Vice presidential nominee Mike Pence said that Hillary Clinton’s “only answer” to the debt “is to keep borrowing and spending.” But the nonpartisan Committee for a Responsible Federal Budget found that Trump’s tax and spending plan would cause a “massive increase” in the debt, while Clinton’s plan would result in a “relatively small” increase.
Pence said “we cannot have four more years of apologizing to our enemies,” an old claim from 2012 that Obama apologized to other countries. But we read through all the speeches in question and found none rose to the level of an apology.

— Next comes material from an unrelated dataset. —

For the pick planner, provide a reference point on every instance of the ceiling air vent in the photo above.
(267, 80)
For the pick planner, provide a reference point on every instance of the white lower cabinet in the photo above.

Pence said that “nearly 150,000 new jobs” were created in Indiana during his governorship. True, but 20 states and the District of Columbia had higher rates of job growth during the same time period.
Eric Trump claimed that the U.S. is “one of the highest-taxed nations in the world,” but U.S. personal taxes aren’t even in the top ten among industrialized nations. The U.S. has one of the highest business tax rates.
Florida Gov. Rick Scott claimed the U.S. has “world-record high debt” — it actually ranks 39th out of 178 nations in terms of debt as a percentage of GDP. And he said the U.S. economy is “not growing,” when it is.
Continental Resources CEO Harold Hamm wrongly said that “America now has more oil than Saudi Arabia or Russia.” The U.S. is now producing more petroleum, but the other two countries have much larger proved crude oil reserves.
Texas Sen. Ted Cruz claimed Iran had “Death to America” and “Death to Israel” holidays. It doesn’t have such named holidays, but demonstrators are known to chant those messages on certain occasions.
Both Cruz and Pence took a Hillary Clinton quote on the Benghazi terrorist attacks out of context, leaving the false impression that she didn’t care about the deaths of four Americans.
Pastor Darrell Scott falsely claimed that there was “higher minority unemployment” under President Obama, when, in fact, the unemployment rates for African Americans, Hispanics and Asians were all down.